Derecho Internacional - Penal

The effectiveness of international criminal courts

The twentieth century marked humanity with an unprecedented progress in technology, health and economic development. At the same time, it is sadly remembered for mass scale crimes committed by state officials of instituted governments. The absence of an international institution with the authority and capacity to prosecute those crimes has always been a weakness of international law. By the turn of the century, the adoption of the Rome Statute of the International Criminal Court (ICC) was a major step forward. As a court of last resort, the ICC has the authority to investigate and prosecute international criminals when national courts have failed.

The ICC was conceived as a backstop to local efforts to bring international criminals to justice.
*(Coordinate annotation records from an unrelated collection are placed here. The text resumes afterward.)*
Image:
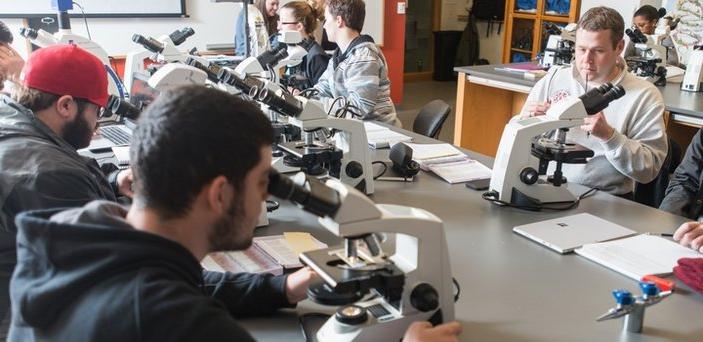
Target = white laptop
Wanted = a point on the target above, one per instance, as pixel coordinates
(565, 234)
(120, 134)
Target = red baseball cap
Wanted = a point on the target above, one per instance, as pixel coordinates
(67, 70)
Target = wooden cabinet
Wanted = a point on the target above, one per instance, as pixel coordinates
(525, 34)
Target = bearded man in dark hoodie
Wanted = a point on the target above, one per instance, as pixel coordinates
(201, 161)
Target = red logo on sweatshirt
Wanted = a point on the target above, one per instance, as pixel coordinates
(559, 95)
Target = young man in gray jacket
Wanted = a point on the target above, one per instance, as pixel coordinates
(358, 71)
(628, 138)
(103, 272)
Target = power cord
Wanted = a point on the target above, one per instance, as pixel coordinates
(309, 316)
(458, 290)
(385, 168)
(85, 19)
(493, 197)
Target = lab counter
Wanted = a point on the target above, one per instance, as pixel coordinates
(488, 96)
(512, 289)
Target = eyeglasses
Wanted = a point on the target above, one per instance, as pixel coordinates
(103, 112)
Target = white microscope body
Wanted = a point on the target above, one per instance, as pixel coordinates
(350, 138)
(413, 284)
(289, 53)
(42, 38)
(160, 50)
(518, 171)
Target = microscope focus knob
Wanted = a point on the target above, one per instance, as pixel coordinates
(351, 315)
(529, 176)
(424, 297)
(354, 169)
(649, 289)
(623, 297)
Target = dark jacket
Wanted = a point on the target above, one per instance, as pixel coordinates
(86, 274)
(684, 195)
(38, 170)
(306, 74)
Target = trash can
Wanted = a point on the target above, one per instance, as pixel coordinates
(445, 48)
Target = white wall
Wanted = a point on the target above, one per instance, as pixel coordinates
(213, 24)
(626, 7)
(491, 46)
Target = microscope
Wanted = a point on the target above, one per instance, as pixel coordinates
(519, 174)
(161, 50)
(378, 295)
(633, 307)
(346, 157)
(560, 45)
(650, 62)
(64, 35)
(693, 77)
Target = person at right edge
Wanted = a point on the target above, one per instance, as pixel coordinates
(103, 272)
(628, 137)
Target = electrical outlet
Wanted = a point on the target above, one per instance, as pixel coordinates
(401, 8)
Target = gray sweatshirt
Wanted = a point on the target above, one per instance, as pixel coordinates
(638, 146)
(360, 75)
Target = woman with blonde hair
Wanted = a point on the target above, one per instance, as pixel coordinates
(262, 25)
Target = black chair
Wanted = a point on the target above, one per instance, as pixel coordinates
(652, 193)
(431, 117)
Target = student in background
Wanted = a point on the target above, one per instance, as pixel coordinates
(11, 62)
(320, 34)
(263, 20)
(628, 138)
(54, 111)
(646, 19)
(358, 70)
(103, 272)
(301, 16)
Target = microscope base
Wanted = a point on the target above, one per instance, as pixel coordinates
(384, 323)
(278, 164)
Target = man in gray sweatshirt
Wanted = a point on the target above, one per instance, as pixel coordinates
(358, 71)
(628, 138)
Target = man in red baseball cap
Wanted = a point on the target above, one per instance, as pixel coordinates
(54, 111)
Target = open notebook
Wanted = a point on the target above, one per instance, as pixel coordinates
(638, 255)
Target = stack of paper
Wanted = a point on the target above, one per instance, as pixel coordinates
(121, 154)
(383, 137)
(638, 256)
(448, 162)
(268, 254)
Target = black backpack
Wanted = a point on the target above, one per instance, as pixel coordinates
(493, 10)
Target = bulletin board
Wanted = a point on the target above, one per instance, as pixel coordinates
(96, 8)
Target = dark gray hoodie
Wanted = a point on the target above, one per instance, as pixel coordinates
(39, 170)
(87, 275)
Under the principle of “complementarity” codified in the Roman Statute, the ICC will assume jurisdiction only when national courts are unwilling or unable to investigate or prosecute the matter themselves. The ICC has some flaws, though. First, it does not allow for tailored judicial process sensible to the particularities of the specific people involved. Any transitional justice process should take into account these variables. Second, because of its general subject jurisdiction as opposed to the specific subject jurisdiction of special tribunals, the ICC still faces the opposition of some world powers, particularly the US. Third, the Rome Statute limited the matter jurisdiction of the ICC to genocide, war crimes, and crimes against humanity. However, the record shows that not doing so would have probably aborted the whole ICC idea.  

Before the born of the ICC, special international criminal courts were appointed to deal with specific international crimes, as was the case of one set up to prosecute the responsible of the Rwanda’s genocide during the 1990s. The International Criminal Tribunal for Rwanda was established by the United Nations Security Council in 1994. The uncertainties related to rules and procedures that followed its establishment added to the general public skepticism. As a consequence of this lack of framework, during the time elapsed until the Security Council adopted its resolution and finally set up the court, hundreds of thousands of people were killed. At the end, more than 800,000 people were killed in Rwanda’s genocide. 

Today, fourteen years later, former senior defense official Theoneste Bagosora has been convicted of instigating Rwanda’s 1994 genocide and sentenced to life in prison. Bagosora and two co-defendants were found to have led a committee that plotted the massacre of ethnic Tutsis and moderate Hutus. It is the first time the Rwanda tribunal has convicted anyone of organizing the killings. Along with Bagosora, former military commanders Anatole Nsegiyumva and Alloys Ntabakuze were also found guilty of genocide, crimes against humanity and war crimes, and given life sentences.

Whether the existence of a court or the codification of an act as a crime is a determent for law breakers is a never ending sociological discussion. In any case, no legal institution or proceeding can erase the suffering that comes along with crimes. That does not mean they should not exist.

The ICC, the International Criminal Tribunal for Rwanda and other special international criminal courts have been under fire because of their struggle to impose penalties for major human rights violations the world have witnessed during the last decades. Despite the validity of some of those critiques, it is unfair to measure their success by the number of indicted or convicted international criminals. The mere existence of these international criminal courts is a major accomplishment for the international community and a breakthrough in the development of an international rule of law. Today´s convictions are a huge step towards that direction.